However, sales appeared to be buttressed by higher gasoline prices and steep promotional activity as shoppers bought items on post-holiday discounts. Analysts cautioned that the relief is unlikely to last.
Excluding gas, auto sales and restaurants, retail sales were up only 0.5 percent seasonally adjusted from last month, and were down 2.1 percent unadjusted year-over-year, according to the National Retail Federation (NRF).
Wall Street economists surveyed by Thomson Reuters expected January sales to show a drop of 0.8 percent. They plunged a revised 3 percent in December, which marked the weakest holiday selling season since at least 1969, according to The Associated Press.

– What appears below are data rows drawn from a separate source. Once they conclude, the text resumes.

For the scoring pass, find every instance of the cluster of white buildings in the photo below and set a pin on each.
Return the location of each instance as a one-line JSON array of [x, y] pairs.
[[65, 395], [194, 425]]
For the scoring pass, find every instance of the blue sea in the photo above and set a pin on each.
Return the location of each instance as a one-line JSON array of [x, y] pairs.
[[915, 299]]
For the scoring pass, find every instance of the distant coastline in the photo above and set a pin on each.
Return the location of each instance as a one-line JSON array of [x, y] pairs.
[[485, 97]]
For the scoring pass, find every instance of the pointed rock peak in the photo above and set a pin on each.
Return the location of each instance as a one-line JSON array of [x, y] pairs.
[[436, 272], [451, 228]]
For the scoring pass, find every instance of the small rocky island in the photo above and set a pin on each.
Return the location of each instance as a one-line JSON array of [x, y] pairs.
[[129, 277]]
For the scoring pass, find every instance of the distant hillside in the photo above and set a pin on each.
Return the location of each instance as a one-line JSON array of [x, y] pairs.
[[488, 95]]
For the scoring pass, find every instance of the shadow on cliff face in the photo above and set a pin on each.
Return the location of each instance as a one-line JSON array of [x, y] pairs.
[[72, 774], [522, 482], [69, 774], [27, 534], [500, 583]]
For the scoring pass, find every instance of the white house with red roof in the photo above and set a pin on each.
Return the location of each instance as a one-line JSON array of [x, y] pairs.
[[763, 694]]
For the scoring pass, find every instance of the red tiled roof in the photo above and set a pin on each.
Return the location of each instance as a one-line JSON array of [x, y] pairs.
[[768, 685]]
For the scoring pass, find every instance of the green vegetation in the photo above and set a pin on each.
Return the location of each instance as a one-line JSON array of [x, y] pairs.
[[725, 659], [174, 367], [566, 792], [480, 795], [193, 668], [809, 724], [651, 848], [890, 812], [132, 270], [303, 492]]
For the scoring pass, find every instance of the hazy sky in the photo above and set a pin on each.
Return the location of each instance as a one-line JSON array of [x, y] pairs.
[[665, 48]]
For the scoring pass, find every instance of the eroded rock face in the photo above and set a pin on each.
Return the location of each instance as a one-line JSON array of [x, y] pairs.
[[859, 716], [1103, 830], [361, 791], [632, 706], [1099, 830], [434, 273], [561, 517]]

"This is a big surprise, though the net rise in sales is less impressive than it looks because (December and November) were revised down by 0.3 percent each," Ian Shepherdson, chief U.S. economist at High Frequency Economics, wrote in a research note. "The headline relief today is welcome but it is unlikely to last."
Although seasonal increases were encouraging for retailers, budget-conscious consumers still spent much less this year compared to last January, according to NRF. Electronic and appliance stores sales increased 2.6 percent seasonally adjusted from last month, but decreased 7.4 percent unadjusted year-over-year. Sales at clothing and clothing accessories stores increased 1.6 percent seasonally adjusted from December and decreased 8.0 percent unadjusted over last January.
"While 2009 got off to a surprising start, it’s going to be difficult for retailers to maintain this momentum," said NRF Chief Economist Rosalind Wells. "We expect the first half of the year to present challenges while giving way to sustained growth in the fourth quarter."
The January report shows strong increases in sales of automobiles and in general merchandise stores -- the "big box" outlets -- though sales by department stores, carrying fewer varieties of items, posted a decline.
Walmart Stores Inc., the world's largest retailer, is an example of a discounter that has benefited from strapped consumers' focus on necessities like groceries and on bargains for other items, according to the AP report.
Sales at gas stations jumped 2.6 percent in January -- the biggest increase since June, while sales of autos and parts rose 1.6 percent.
Nonstore retailers, such as Internet and mail-order shopping, advanced 2.7 percent in January, while sales of food and beverages rose 2.1 percent. Health and personal care stores registered flat sales last month.
Despite the leap last month, retail sales were down 9.7 percent from January 2008, amid the ravages of the recession, thousands of job losses and falling home prices, according to the report.
The Labor Department said retailers slashed roughly 45,000 jobs last month as they closed stores and tried to preserve cash while consumers curtailed spending.
Walmart said Tuesday it will cut 700 to 800 jobs at its Arkansas headquarters as it builds fewer new stores this year and makes other operational changes. The cuts are coming in Walmart's real estate, apparel, and health and wellness departments.
Macy's Inc. last week said it will eliminate 7,000 jobs, or almost 4 percent of its work force, while Bon-Ton Stores Inc. and apparel maker Liz Claiborne Inc. also disclosed major job cuts.
In the c-store industry during the past month, the industry’s largest retailer, 7-Eleven, announced it will reduce its North American workforce by approximately 200 positions, or 10 percent of its non-store, non-operations personnel; ConocoPhillips said it plans to lay off 4 percent of its workforce; and CITGO Petroleum Corp. began a restructuring, although it said the process would impact less than 2 percent of its 3,762 employees.
Additionally, passage into law of the expanded State Children’s Health Insurance Plan (SCHIP) -- which includes a massive hike in the federal excise tax on tobacco products -- could result in the loss of an estimated 10,000 jobs in the small, independent tobacco companies, including suppliers, vendors, distributors, shippers, processors and retailers, according to one tobacco industry executive.